色彩心理学では前進色とか後退色というのがあります。
 前進色というのは近くに寄ってくるように見え、後退色は縮小して見えるので後退色というのかと思いますが、暖色が前進色、寒色が後退色というような説明もあります。
 ところが、この図形で白い部分をオレンジ、黒い部分を青にして両方の色の明度を同じにすると左の辺と右の辺は同じ長さに見えます。
 暖色であるか寒色であるかということでなく、明度つまり明るいか暗いかで大きく見えるかどうかは換わってくるようです。

 逆に大きいものは手前に見えるという現象もあります。
 b図は大小の円を並べたものですが、大きい円は手前に、小さな円は奥にあるように見えます。
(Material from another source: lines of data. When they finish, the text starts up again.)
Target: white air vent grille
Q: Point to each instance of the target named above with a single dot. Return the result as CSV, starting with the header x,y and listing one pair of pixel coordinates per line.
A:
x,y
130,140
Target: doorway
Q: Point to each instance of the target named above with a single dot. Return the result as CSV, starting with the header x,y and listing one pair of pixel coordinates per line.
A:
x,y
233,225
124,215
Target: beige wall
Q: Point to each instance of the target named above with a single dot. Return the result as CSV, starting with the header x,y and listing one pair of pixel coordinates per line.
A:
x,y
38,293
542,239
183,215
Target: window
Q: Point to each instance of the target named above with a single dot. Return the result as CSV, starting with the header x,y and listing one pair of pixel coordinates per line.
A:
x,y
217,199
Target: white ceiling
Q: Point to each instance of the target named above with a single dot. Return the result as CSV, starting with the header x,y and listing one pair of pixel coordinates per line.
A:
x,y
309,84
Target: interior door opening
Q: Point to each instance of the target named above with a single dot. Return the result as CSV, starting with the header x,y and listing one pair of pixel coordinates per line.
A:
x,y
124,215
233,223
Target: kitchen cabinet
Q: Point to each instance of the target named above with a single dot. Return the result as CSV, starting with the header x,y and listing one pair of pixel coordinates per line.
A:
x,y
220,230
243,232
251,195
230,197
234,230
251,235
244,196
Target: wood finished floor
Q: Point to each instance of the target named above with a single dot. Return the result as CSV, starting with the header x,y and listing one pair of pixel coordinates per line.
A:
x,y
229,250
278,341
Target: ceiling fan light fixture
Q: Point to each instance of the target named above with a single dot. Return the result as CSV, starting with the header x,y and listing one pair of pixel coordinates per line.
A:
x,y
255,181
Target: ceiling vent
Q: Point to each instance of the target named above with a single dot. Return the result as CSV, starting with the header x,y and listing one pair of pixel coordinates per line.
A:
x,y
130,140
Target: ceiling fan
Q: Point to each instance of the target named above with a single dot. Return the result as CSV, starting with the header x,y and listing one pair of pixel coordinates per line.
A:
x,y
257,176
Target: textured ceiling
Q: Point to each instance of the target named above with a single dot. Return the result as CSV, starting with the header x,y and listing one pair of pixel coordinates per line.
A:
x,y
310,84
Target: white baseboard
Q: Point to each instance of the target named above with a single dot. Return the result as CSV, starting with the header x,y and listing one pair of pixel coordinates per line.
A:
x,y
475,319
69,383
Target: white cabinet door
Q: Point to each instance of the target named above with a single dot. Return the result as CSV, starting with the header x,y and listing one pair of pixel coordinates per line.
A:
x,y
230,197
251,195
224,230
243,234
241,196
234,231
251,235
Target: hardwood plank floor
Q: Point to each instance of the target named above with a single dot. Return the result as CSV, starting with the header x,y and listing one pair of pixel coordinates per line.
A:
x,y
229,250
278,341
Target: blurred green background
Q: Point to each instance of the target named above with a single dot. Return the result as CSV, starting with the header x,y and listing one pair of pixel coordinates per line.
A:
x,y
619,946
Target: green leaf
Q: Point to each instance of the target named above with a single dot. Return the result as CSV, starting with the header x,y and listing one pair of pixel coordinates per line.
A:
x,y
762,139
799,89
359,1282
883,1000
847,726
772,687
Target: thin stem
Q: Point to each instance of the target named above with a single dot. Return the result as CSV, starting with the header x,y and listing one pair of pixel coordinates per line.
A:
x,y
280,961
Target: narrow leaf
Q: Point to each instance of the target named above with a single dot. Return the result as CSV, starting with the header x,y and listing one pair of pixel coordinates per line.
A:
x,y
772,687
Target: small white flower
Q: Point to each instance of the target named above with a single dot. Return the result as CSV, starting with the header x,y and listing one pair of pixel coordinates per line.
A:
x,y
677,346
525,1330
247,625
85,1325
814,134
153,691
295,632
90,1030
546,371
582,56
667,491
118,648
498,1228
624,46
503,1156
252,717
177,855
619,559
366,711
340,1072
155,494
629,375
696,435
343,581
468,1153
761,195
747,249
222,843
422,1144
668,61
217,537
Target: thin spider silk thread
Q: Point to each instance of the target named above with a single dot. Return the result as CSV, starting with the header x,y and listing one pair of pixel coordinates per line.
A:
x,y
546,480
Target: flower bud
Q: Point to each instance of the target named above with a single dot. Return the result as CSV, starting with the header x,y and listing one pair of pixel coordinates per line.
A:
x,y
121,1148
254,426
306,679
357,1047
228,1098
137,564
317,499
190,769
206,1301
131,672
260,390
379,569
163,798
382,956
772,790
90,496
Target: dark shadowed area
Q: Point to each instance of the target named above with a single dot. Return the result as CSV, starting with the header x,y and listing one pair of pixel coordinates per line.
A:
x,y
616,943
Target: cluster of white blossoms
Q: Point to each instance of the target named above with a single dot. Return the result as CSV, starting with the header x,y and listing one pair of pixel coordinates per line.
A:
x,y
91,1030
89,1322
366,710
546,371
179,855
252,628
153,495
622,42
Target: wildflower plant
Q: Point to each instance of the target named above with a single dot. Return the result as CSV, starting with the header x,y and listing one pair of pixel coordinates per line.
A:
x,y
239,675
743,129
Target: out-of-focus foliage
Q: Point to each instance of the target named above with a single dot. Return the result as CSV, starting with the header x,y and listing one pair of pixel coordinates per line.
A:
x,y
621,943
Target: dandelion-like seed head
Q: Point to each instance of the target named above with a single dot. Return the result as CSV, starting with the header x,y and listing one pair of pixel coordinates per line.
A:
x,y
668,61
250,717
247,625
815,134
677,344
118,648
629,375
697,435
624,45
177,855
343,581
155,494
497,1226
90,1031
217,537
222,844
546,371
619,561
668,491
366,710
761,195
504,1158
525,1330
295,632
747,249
 遠近法によって描いたわけではないのですが、だんだんに大きくなるように並んでいると、大きなものは近くに感じられるのです。
 近づいてくるものが大きく見えるようになるというのは、人間に自然に備わった機能なので、大きく見えるものは近くに感じられるのです。
 
 c図は白と黒の同じ形、大きさの長方形で作られています。
 横の境目の線は水平なはずなのですが、中間の二本の横線は傾いて見えます。
 傾いて見えるのは白い長方形が広がって見え、黒い長方形が縮んで見えるためです。
 理由はd図で見るとわかります。
 左上の白い長方形は広がって見えるので、下の黒い長方形に食い込んで見え、右下の白い長方形は逆に上の黒い長方形に食い込んだ形に見えます。
 その結果、間の仕切り線は斜めに見えるようになるのです。
 白が前進色、黒が後退色であるために起きる現象で、眼の錯覚とされているのですが、自然な見え方で錯覚とはいえません。

 この場合も同じ明度の白の代わりにオレンジ、黒の代わりに青を使うと間の線は水平に見えるようになります。
 白と黒の場合も横の仕切り線をじっと見続けると、いつのまにか水平に見えるようになります。
 横線に意識が集中すると、白黒の部分が全体的に見渡せるようになるためです。